Le blog d'Archiloque

An EPUB tutorial for people who want to make their own ebooks

What it’s about?

I wanted to create some EPUB files for my own personal use, and I had to look at too many different documents to find the information I needed, so I decided to write the tutorial I would have had at the beginning.

This document covers the current 3.3 EPUB version. It mentions technical requirements and my understanding of the best practices. It is targeted at people with some technical background in current web technologies.

There are lots of different and incompatible EPUB tools, and this tutorial won’t cover everything (for example I won’t cover right management or digital signatures), so things can and will go wrong.

If you spot an error, or if I missed an important information, please contact me.

If you want to make some EPUB files with JavaScript or TypeScript, I created a library that may help you.

Time for a lore dump

Having a general sense of the format should make creating EPUB files less frustrating, which needs some background information, including some history.

Very few “not invented here”

When it’s possible, EPUB strongly relies on industry standards, or at least industry standards from when each decision has been taken[1], which means:

  • An EPUB is a ZIP file

  • The content relies on web technologies like HTML and CSS

  • The metadata use Dublin Core formats

  • There’s XML

This has two consequences:

  • The specification is very dry but not long, because it relies on other (and much longer) existing specifications

  • Creating simple EPUB files doesn’t require a lot of specific tooling because you can use existing libraries and applications even if they are not EPUB-aware.

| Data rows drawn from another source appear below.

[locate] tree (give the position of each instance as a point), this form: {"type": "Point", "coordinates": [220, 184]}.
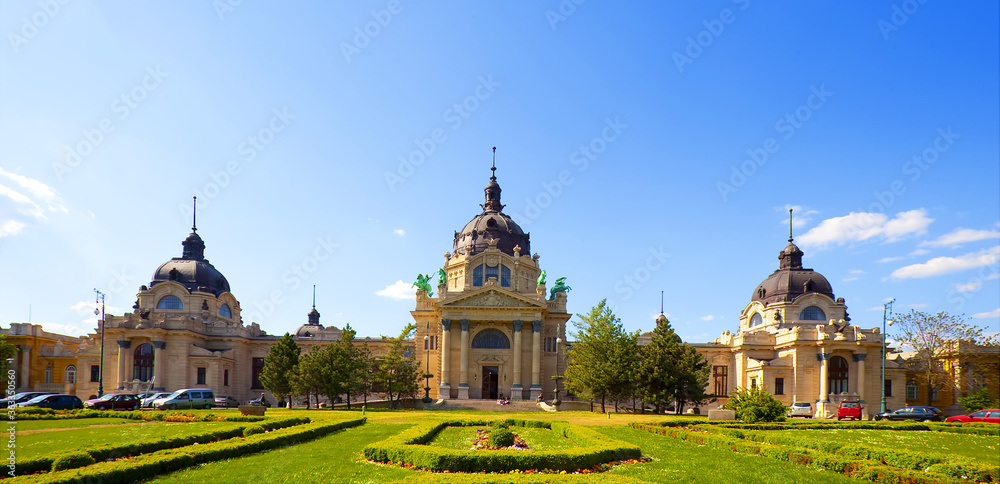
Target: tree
{"type": "Point", "coordinates": [671, 373]}
{"type": "Point", "coordinates": [601, 361]}
{"type": "Point", "coordinates": [933, 338]}
{"type": "Point", "coordinates": [280, 365]}
{"type": "Point", "coordinates": [397, 370]}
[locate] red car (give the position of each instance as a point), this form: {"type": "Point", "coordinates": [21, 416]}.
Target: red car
{"type": "Point", "coordinates": [991, 415]}
{"type": "Point", "coordinates": [114, 401]}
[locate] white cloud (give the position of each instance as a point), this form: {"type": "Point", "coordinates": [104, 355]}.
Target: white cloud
{"type": "Point", "coordinates": [399, 291]}
{"type": "Point", "coordinates": [970, 287]}
{"type": "Point", "coordinates": [989, 314]}
{"type": "Point", "coordinates": [946, 265]}
{"type": "Point", "coordinates": [863, 226]}
{"type": "Point", "coordinates": [961, 236]}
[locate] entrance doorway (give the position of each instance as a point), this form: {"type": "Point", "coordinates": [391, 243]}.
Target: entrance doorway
{"type": "Point", "coordinates": [491, 384]}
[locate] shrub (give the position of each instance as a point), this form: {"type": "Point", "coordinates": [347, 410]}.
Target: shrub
{"type": "Point", "coordinates": [72, 460]}
{"type": "Point", "coordinates": [756, 405]}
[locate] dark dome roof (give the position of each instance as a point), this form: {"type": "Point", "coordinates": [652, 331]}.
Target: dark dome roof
{"type": "Point", "coordinates": [192, 269]}
{"type": "Point", "coordinates": [491, 224]}
{"type": "Point", "coordinates": [791, 280]}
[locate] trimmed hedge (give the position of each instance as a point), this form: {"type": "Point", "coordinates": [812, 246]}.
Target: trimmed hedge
{"type": "Point", "coordinates": [407, 448]}
{"type": "Point", "coordinates": [165, 461]}
{"type": "Point", "coordinates": [117, 451]}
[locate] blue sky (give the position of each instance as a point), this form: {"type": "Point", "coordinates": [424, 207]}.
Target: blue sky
{"type": "Point", "coordinates": [647, 147]}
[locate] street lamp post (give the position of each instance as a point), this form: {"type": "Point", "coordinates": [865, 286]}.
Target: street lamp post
{"type": "Point", "coordinates": [886, 308]}
{"type": "Point", "coordinates": [100, 380]}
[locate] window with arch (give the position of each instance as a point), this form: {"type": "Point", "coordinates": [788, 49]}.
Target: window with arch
{"type": "Point", "coordinates": [812, 313]}
{"type": "Point", "coordinates": [491, 339]}
{"type": "Point", "coordinates": [837, 375]}
{"type": "Point", "coordinates": [170, 302]}
{"type": "Point", "coordinates": [142, 363]}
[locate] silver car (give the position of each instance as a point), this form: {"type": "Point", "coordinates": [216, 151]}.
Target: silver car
{"type": "Point", "coordinates": [800, 409]}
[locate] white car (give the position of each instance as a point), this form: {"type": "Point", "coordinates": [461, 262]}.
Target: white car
{"type": "Point", "coordinates": [800, 409]}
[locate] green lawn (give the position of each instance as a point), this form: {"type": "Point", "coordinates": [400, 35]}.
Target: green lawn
{"type": "Point", "coordinates": [44, 443]}
{"type": "Point", "coordinates": [979, 447]}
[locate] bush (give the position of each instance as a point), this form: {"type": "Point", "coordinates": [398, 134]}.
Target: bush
{"type": "Point", "coordinates": [756, 405]}
{"type": "Point", "coordinates": [72, 460]}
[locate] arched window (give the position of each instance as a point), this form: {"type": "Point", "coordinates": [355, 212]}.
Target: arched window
{"type": "Point", "coordinates": [812, 313]}
{"type": "Point", "coordinates": [492, 339]}
{"type": "Point", "coordinates": [143, 362]}
{"type": "Point", "coordinates": [170, 302]}
{"type": "Point", "coordinates": [838, 375]}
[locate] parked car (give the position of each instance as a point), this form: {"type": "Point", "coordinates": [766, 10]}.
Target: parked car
{"type": "Point", "coordinates": [924, 414]}
{"type": "Point", "coordinates": [114, 401]}
{"type": "Point", "coordinates": [991, 415]}
{"type": "Point", "coordinates": [186, 398]}
{"type": "Point", "coordinates": [148, 401]}
{"type": "Point", "coordinates": [19, 398]}
{"type": "Point", "coordinates": [849, 409]}
{"type": "Point", "coordinates": [55, 402]}
{"type": "Point", "coordinates": [226, 401]}
{"type": "Point", "coordinates": [800, 409]}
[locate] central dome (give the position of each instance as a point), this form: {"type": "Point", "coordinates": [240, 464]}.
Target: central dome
{"type": "Point", "coordinates": [489, 225]}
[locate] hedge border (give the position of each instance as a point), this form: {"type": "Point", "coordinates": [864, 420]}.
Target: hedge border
{"type": "Point", "coordinates": [143, 467]}
{"type": "Point", "coordinates": [408, 447]}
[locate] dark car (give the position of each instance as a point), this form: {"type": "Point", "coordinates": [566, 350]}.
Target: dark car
{"type": "Point", "coordinates": [55, 402]}
{"type": "Point", "coordinates": [991, 415]}
{"type": "Point", "coordinates": [919, 413]}
{"type": "Point", "coordinates": [19, 398]}
{"type": "Point", "coordinates": [226, 401]}
{"type": "Point", "coordinates": [114, 401]}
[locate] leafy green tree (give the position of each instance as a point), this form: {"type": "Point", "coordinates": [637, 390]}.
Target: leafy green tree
{"type": "Point", "coordinates": [397, 370]}
{"type": "Point", "coordinates": [601, 359]}
{"type": "Point", "coordinates": [280, 365]}
{"type": "Point", "coordinates": [935, 338]}
{"type": "Point", "coordinates": [756, 405]}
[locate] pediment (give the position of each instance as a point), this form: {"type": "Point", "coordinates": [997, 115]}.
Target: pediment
{"type": "Point", "coordinates": [493, 297]}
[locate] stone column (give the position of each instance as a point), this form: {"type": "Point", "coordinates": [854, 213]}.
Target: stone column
{"type": "Point", "coordinates": [158, 363]}
{"type": "Point", "coordinates": [536, 359]}
{"type": "Point", "coordinates": [516, 390]}
{"type": "Point", "coordinates": [463, 377]}
{"type": "Point", "coordinates": [824, 384]}
{"type": "Point", "coordinates": [859, 360]}
{"type": "Point", "coordinates": [122, 356]}
{"type": "Point", "coordinates": [444, 389]}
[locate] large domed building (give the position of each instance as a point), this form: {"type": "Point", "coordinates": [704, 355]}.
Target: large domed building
{"type": "Point", "coordinates": [490, 330]}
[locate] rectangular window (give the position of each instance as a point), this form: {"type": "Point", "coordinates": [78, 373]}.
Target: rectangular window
{"type": "Point", "coordinates": [257, 366]}
{"type": "Point", "coordinates": [720, 375]}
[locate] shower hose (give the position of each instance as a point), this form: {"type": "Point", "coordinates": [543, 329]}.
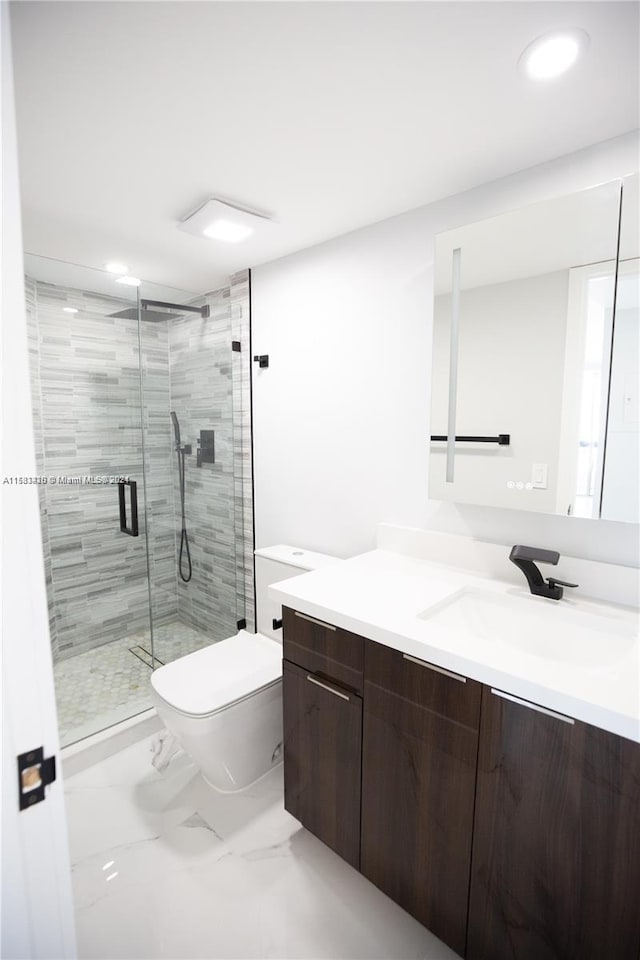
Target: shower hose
{"type": "Point", "coordinates": [184, 539]}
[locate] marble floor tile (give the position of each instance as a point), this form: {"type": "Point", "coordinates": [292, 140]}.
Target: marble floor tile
{"type": "Point", "coordinates": [102, 687]}
{"type": "Point", "coordinates": [164, 867]}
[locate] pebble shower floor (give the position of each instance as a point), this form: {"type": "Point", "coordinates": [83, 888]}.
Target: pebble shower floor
{"type": "Point", "coordinates": [101, 687]}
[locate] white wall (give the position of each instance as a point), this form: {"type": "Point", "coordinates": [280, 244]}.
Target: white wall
{"type": "Point", "coordinates": [36, 907]}
{"type": "Point", "coordinates": [341, 415]}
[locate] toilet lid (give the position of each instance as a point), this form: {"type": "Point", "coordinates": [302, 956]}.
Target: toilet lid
{"type": "Point", "coordinates": [220, 674]}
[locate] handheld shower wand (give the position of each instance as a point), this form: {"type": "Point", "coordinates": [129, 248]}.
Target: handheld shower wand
{"type": "Point", "coordinates": [184, 539]}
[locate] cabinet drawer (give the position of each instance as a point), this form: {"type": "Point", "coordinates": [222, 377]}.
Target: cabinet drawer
{"type": "Point", "coordinates": [323, 649]}
{"type": "Point", "coordinates": [448, 694]}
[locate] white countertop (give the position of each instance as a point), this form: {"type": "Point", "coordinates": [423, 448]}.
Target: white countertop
{"type": "Point", "coordinates": [381, 595]}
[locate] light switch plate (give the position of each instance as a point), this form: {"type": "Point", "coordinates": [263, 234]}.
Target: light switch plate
{"type": "Point", "coordinates": [539, 472]}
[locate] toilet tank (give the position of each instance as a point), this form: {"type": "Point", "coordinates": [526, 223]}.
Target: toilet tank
{"type": "Point", "coordinates": [274, 564]}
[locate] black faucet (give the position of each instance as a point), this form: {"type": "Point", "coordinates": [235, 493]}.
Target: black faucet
{"type": "Point", "coordinates": [524, 557]}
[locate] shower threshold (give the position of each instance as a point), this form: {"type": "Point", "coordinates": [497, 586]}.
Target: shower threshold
{"type": "Point", "coordinates": [146, 657]}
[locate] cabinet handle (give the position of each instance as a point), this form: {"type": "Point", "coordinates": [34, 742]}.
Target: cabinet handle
{"type": "Point", "coordinates": [430, 666]}
{"type": "Point", "coordinates": [320, 623]}
{"type": "Point", "coordinates": [336, 693]}
{"type": "Point", "coordinates": [532, 706]}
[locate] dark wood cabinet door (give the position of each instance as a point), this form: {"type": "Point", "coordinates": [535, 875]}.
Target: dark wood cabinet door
{"type": "Point", "coordinates": [420, 750]}
{"type": "Point", "coordinates": [556, 852]}
{"type": "Point", "coordinates": [322, 759]}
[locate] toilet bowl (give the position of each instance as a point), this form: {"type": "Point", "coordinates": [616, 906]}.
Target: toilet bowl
{"type": "Point", "coordinates": [223, 703]}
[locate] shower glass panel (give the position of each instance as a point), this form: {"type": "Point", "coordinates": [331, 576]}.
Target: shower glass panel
{"type": "Point", "coordinates": [193, 522]}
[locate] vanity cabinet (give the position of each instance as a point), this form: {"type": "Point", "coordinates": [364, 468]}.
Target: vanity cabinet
{"type": "Point", "coordinates": [556, 851]}
{"type": "Point", "coordinates": [511, 832]}
{"type": "Point", "coordinates": [420, 748]}
{"type": "Point", "coordinates": [322, 713]}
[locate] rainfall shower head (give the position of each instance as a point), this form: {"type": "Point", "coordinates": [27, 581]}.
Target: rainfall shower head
{"type": "Point", "coordinates": [155, 316]}
{"type": "Point", "coordinates": [164, 313]}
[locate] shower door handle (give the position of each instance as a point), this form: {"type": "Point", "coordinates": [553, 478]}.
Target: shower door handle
{"type": "Point", "coordinates": [132, 530]}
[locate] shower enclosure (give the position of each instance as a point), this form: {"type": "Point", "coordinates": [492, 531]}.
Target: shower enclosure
{"type": "Point", "coordinates": [141, 421]}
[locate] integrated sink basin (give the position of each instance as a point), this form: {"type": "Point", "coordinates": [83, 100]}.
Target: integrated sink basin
{"type": "Point", "coordinates": [547, 629]}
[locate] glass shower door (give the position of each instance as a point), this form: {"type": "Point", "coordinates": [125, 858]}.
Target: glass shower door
{"type": "Point", "coordinates": [191, 509]}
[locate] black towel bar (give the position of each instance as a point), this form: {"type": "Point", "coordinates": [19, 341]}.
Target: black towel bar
{"type": "Point", "coordinates": [503, 439]}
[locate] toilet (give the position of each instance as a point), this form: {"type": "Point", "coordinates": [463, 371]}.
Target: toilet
{"type": "Point", "coordinates": [223, 703]}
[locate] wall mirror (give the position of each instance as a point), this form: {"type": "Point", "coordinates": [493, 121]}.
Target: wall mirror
{"type": "Point", "coordinates": [535, 402]}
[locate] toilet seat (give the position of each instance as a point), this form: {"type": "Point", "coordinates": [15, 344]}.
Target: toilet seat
{"type": "Point", "coordinates": [211, 679]}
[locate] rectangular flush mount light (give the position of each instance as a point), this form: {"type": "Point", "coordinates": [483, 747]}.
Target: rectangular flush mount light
{"type": "Point", "coordinates": [219, 220]}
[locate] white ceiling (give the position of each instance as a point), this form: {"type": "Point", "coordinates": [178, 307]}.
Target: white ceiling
{"type": "Point", "coordinates": [328, 115]}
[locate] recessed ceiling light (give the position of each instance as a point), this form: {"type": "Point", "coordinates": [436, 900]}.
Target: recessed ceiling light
{"type": "Point", "coordinates": [553, 54]}
{"type": "Point", "coordinates": [226, 230]}
{"type": "Point", "coordinates": [220, 220]}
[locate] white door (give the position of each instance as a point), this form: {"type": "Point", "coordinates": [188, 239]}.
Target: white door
{"type": "Point", "coordinates": [36, 918]}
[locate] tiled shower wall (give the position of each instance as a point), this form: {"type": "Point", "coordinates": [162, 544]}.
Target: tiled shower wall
{"type": "Point", "coordinates": [85, 380]}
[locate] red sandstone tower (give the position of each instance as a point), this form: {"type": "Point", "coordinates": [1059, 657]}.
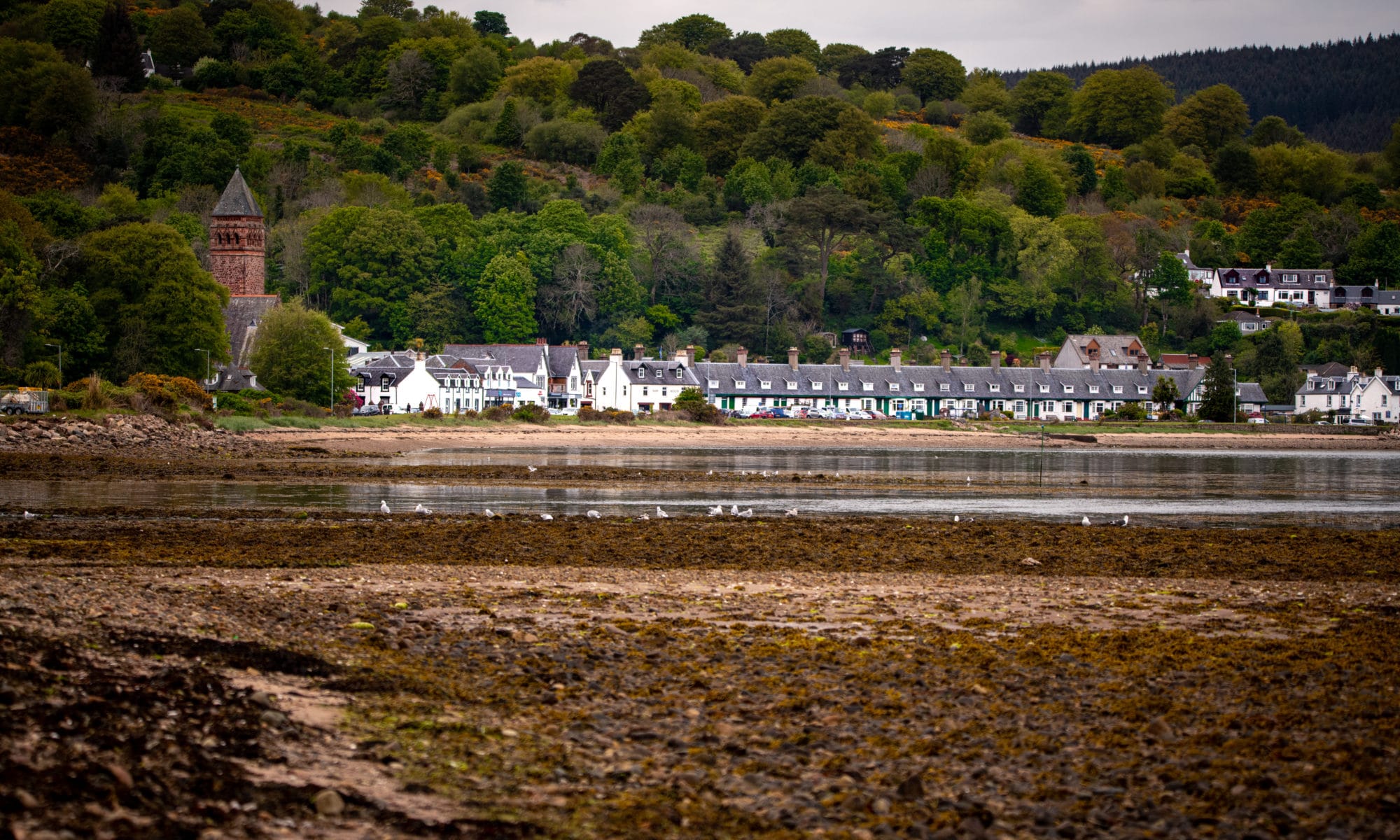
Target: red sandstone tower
{"type": "Point", "coordinates": [237, 243]}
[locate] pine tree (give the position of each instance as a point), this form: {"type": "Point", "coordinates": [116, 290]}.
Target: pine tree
{"type": "Point", "coordinates": [1220, 393]}
{"type": "Point", "coordinates": [117, 51]}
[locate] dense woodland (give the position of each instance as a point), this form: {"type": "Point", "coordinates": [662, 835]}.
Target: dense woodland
{"type": "Point", "coordinates": [436, 178]}
{"type": "Point", "coordinates": [1345, 94]}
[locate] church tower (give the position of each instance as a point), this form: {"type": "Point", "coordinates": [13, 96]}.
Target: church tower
{"type": "Point", "coordinates": [237, 241]}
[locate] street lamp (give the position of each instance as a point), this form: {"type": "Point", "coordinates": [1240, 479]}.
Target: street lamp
{"type": "Point", "coordinates": [206, 366]}
{"type": "Point", "coordinates": [332, 408]}
{"type": "Point", "coordinates": [61, 362]}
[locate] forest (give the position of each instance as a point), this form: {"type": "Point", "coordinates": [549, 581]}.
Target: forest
{"type": "Point", "coordinates": [432, 177]}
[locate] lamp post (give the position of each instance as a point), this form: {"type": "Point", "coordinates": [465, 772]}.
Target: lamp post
{"type": "Point", "coordinates": [206, 366]}
{"type": "Point", "coordinates": [332, 407]}
{"type": "Point", "coordinates": [61, 362]}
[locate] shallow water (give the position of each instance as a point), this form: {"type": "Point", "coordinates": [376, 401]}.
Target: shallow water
{"type": "Point", "coordinates": [1172, 488]}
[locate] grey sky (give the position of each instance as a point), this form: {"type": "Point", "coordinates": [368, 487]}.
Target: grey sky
{"type": "Point", "coordinates": [1002, 34]}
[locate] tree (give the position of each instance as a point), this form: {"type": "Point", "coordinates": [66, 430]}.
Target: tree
{"type": "Point", "coordinates": [664, 240]}
{"type": "Point", "coordinates": [611, 92]}
{"type": "Point", "coordinates": [506, 303]}
{"type": "Point", "coordinates": [796, 44]}
{"type": "Point", "coordinates": [779, 79]}
{"type": "Point", "coordinates": [1121, 107]}
{"type": "Point", "coordinates": [118, 52]}
{"type": "Point", "coordinates": [491, 23]}
{"type": "Point", "coordinates": [934, 75]}
{"type": "Point", "coordinates": [1219, 386]}
{"type": "Point", "coordinates": [1209, 118]}
{"type": "Point", "coordinates": [1041, 103]}
{"type": "Point", "coordinates": [1166, 394]}
{"type": "Point", "coordinates": [825, 219]}
{"type": "Point", "coordinates": [722, 128]}
{"type": "Point", "coordinates": [180, 37]}
{"type": "Point", "coordinates": [155, 302]}
{"type": "Point", "coordinates": [475, 75]}
{"type": "Point", "coordinates": [292, 356]}
{"type": "Point", "coordinates": [506, 190]}
{"type": "Point", "coordinates": [1040, 191]}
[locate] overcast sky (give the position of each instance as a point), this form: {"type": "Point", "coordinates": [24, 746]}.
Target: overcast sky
{"type": "Point", "coordinates": [1000, 34]}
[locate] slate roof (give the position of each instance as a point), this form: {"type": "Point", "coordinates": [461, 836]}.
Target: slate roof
{"type": "Point", "coordinates": [986, 383]}
{"type": "Point", "coordinates": [237, 200]}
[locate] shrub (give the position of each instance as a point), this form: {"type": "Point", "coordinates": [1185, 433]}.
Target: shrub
{"type": "Point", "coordinates": [531, 414]}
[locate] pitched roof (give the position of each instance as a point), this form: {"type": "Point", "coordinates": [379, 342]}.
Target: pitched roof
{"type": "Point", "coordinates": [237, 200]}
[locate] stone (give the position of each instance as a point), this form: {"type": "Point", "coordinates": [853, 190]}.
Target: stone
{"type": "Point", "coordinates": [328, 803]}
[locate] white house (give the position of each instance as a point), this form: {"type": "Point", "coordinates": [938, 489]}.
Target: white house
{"type": "Point", "coordinates": [642, 384]}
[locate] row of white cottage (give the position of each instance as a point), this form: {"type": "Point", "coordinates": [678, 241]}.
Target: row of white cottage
{"type": "Point", "coordinates": [481, 376]}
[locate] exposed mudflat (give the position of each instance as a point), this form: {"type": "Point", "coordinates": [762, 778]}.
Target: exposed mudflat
{"type": "Point", "coordinates": [219, 674]}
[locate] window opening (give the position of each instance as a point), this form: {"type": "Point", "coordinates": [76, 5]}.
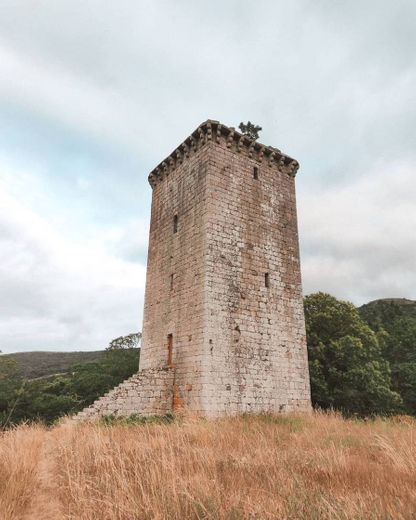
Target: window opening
{"type": "Point", "coordinates": [266, 280]}
{"type": "Point", "coordinates": [170, 349]}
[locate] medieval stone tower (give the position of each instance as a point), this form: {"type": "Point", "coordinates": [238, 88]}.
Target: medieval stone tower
{"type": "Point", "coordinates": [223, 328]}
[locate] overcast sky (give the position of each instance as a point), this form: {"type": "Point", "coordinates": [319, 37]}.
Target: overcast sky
{"type": "Point", "coordinates": [94, 93]}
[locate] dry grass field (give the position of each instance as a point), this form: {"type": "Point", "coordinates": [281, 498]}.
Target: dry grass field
{"type": "Point", "coordinates": [287, 467]}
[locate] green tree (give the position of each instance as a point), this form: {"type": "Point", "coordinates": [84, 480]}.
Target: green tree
{"type": "Point", "coordinates": [395, 322]}
{"type": "Point", "coordinates": [347, 368]}
{"type": "Point", "coordinates": [250, 129]}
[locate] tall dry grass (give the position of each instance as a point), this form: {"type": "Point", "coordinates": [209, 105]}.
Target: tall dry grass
{"type": "Point", "coordinates": [289, 467]}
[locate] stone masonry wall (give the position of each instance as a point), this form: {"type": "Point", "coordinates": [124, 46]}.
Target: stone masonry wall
{"type": "Point", "coordinates": [217, 228]}
{"type": "Point", "coordinates": [174, 300]}
{"type": "Point", "coordinates": [255, 335]}
{"type": "Point", "coordinates": [149, 392]}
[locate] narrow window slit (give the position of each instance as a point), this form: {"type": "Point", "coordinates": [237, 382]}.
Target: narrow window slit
{"type": "Point", "coordinates": [170, 349]}
{"type": "Point", "coordinates": [266, 280]}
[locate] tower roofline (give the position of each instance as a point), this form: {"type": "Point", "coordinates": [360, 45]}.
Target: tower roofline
{"type": "Point", "coordinates": [214, 131]}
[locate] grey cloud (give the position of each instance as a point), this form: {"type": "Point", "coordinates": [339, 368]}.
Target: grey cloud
{"type": "Point", "coordinates": [93, 95]}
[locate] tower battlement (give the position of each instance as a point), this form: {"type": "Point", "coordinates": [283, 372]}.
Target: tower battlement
{"type": "Point", "coordinates": [223, 326]}
{"type": "Point", "coordinates": [214, 132]}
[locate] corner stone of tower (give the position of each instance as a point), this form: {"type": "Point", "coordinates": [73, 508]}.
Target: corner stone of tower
{"type": "Point", "coordinates": [212, 131]}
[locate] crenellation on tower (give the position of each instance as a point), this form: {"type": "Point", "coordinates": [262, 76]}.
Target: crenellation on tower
{"type": "Point", "coordinates": [224, 136]}
{"type": "Point", "coordinates": [223, 315]}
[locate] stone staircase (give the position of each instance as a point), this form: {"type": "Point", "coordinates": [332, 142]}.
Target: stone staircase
{"type": "Point", "coordinates": [149, 392]}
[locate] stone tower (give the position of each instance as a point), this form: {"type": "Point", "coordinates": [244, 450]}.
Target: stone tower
{"type": "Point", "coordinates": [223, 328]}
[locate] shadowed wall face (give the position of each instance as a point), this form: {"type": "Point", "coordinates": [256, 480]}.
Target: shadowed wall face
{"type": "Point", "coordinates": [223, 301]}
{"type": "Point", "coordinates": [223, 329]}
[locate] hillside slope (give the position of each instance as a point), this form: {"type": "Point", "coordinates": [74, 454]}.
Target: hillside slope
{"type": "Point", "coordinates": [38, 364]}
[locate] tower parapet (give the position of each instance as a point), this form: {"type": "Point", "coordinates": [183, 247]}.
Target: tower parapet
{"type": "Point", "coordinates": [230, 138]}
{"type": "Point", "coordinates": [223, 327]}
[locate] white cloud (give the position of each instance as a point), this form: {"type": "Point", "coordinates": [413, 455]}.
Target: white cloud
{"type": "Point", "coordinates": [93, 94]}
{"type": "Point", "coordinates": [357, 239]}
{"type": "Point", "coordinates": [57, 293]}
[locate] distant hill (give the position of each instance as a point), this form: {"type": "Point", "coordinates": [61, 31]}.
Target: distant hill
{"type": "Point", "coordinates": [38, 364]}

Made in ancient times, for ancient hardware

Books can include lots of text and pictures. Creating ebook reading devices that are not high-end computers[2] means that giving access to the book content shouldn’t require reading the whole file at once or keeping all of it in memory.

As some of the people working on the standard care about this use case, it is taken into account, which has some consequences on the format.

XML, XHTML and namespaces

If you had to deal with web technologies, you probably heard about HTML.

XML and HTML are two descendants of the same technology called SGML, which gave them a strong family look.

HTML, and especially HTML as used by browsers, can deal with syntax errors. The goal is to be able to browse websites even if their creators made mistakes.

XML syntax is simpler and stricter, which is bad for people making errors, but good for software developers. It’s because it means that this aspect of tooling can be simpler: you can expect the provided documents to have the right format and stop at the first issue.

Here is not the place to tell you the great hopes people had about XML at the end of the 90’s, and the great sadness that ensued. The short version is that XHTML 1 is a descendant of HTML 4 with an XML syntax, like two family branches joining back. The idea was to be able to use existing XML tools to write and prepare content for the web. But the stop at the first error thing meant that XHTML documents stayed a minority, and the web industry went on with HTML 5 instead of XHTML 2.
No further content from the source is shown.